Dopo questo sfogo accorato, le parole di Nurah uscivano a fatica, mentre lei tratteneva le lacrime che volevano sgorgare copiose ed inarrestabili.
Quando Nurah si fu un po’ ripresa, dopo una breve pausa, concluse dicendo: “Per la mia felicità Gual non sarà più un elemento indispensabile… non lo sarà mai piu’”
E dicendo questo si voltò verso la grande finestra simbolo dell’apertura sul mondo alla quale lei aspirava con tutte le sue forze.
Gual sollevò inconsciamente le braccia per abbracciare l’unica donna che avesse mai amato in vita sua, ma poi rinunciò compiendo il più grande atto di amore ipotizzabile: il sacrificio personale per la felicità della donna amata.
Nurah meritava di più: qualcuno che la sostenesse nella missione che lei si era prefissa, che la sostenesse quanto lui non sarebbe mai stato in grado di fare.
Gual era perfetto nel ruolo di amante di una maga… completamente inadatto come partner di una Suprema Madras.

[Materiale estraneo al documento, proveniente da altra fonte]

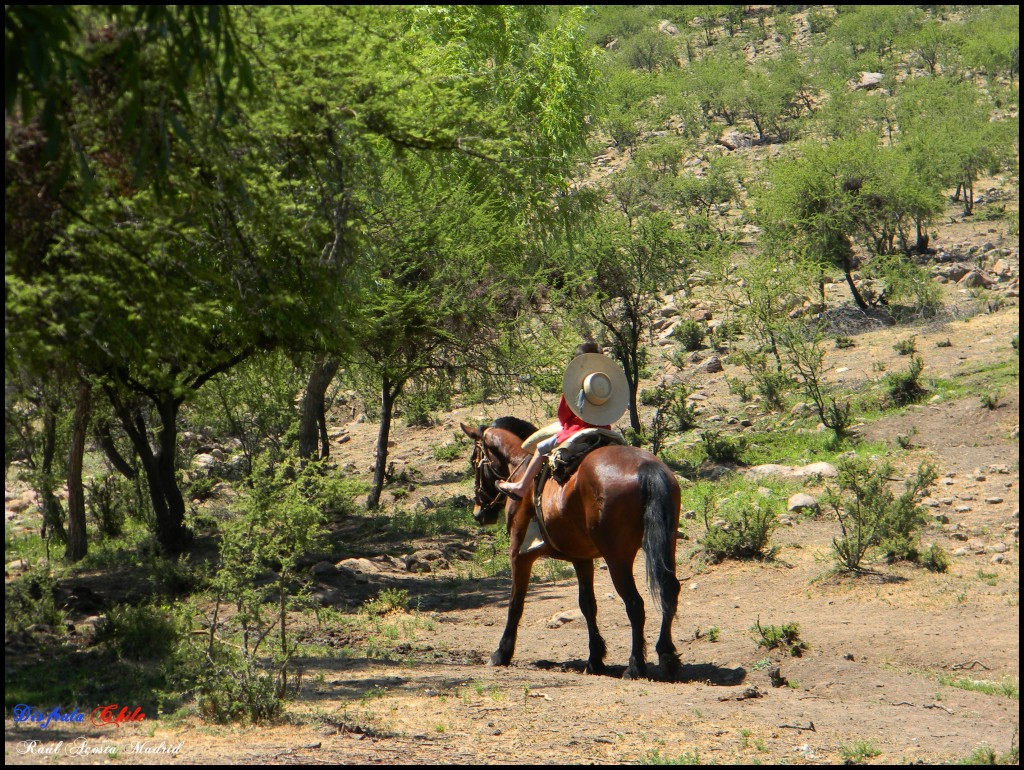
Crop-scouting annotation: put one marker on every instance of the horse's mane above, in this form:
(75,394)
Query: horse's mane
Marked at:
(514,425)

“Comincio a comprendere ciò che intendi, Nurah…” il tono della voce di lui era ora rassegnato “in realtà non ero nemmeno venuto per litigare, sai?”
“E perché allora sei venuto a turbare un equilibrio che stavo faticosamente raggiungendo dopo aver deciso di rinunciare a te?” chiese la strega sorpresa dalla dichiarazione di Gual.
“Sono venuto a chiederti un favore, un regalo di addio da parte tua, in nome dei bei tempi passati…”
“Di cosa si tratta ?”
Ormai Nurah non sapeva più a cosa pensare… chissà cosa stava escogitando l’esploratore, nel tentativo di riconquistarla.
“Vedi…” cominciò a dire lui “il luogo dove ho trascorso i momenti più belli della mia esistenza è la tua vecchia dimora di Launam… Ebbene… non c’è davvero nulla che mi leghi a Nistra, dove ho conservato la mia residenza fino ad oggi… Sai… l’umore di Bers non è sempre dei migliori e… ma questa è un’altra storia. Ebbene, se solo potessi stabilirmi nella tua abitazione di Launam io… ecco… sono convinto che riuscirei più facilmente a superare questo momento.”
“Ma Gual” rispose Nurah con tono materno “la dimora di Launam non mi appartiene… mi è stata semplicemente concessa quando ne ho fatto richiesta. Non è a me che devi chiedere se puoi abitarvi…”
“Si si, lo so, ma … ecco… volevo che tu ne fossi al corrente e che mi dicessi che non hai nulla in contrario… tutto qui!”
“Oh Gual, come potrei impedirtelo… anzi, sono quasi contenta che tu me l’abbia chiesto… tra quelle mura c’è una fetta della mia esistenza trascorsa, un periodo terribilmente felice… sarebbe stato peccato che tutto ciò finisse in mani estranee che non potessero comprendere il valore affettivo che quelle stanze, mobili e suppellettili possono avere…”
“Grazie Nurah, sapevo di poterci contare… Beh… si è fatto tardino… è il caso che vada… ciao am… scusa… ciao Nurah”
“Ciao Gual… vieni a trovarmi qualche volta?”
“Io… si… cioè forse, non so. Sarò impegnatissimo nei prossimi tempi” lo sguardo di lui cercava di evitare quello di lei.
“Fa il possibile, qui sarai sempre il benvenuto… Ciao”
Il saluto di Nurah gli arrivò quando lui stava già chiudendo l’uscio dietro di se.
“Ciao Gual” continuò Nurah in un filo di voce “Ciao stupido ragazzone sentimentale, pronto a rincorrere un fantasma del passato piuttosto che guardare avanti, a un avvenire diverso… stupido irrazionale, vittima predestinata di un mondo in continua evoluzione, stupido… generoso, appassionato, meraviglioso amore…”
Le lacrime ora le scendevano copiose, non più frenate dall’orgoglio e dalla fermezza che deve caratterizzare chi detiene il bastone del comando.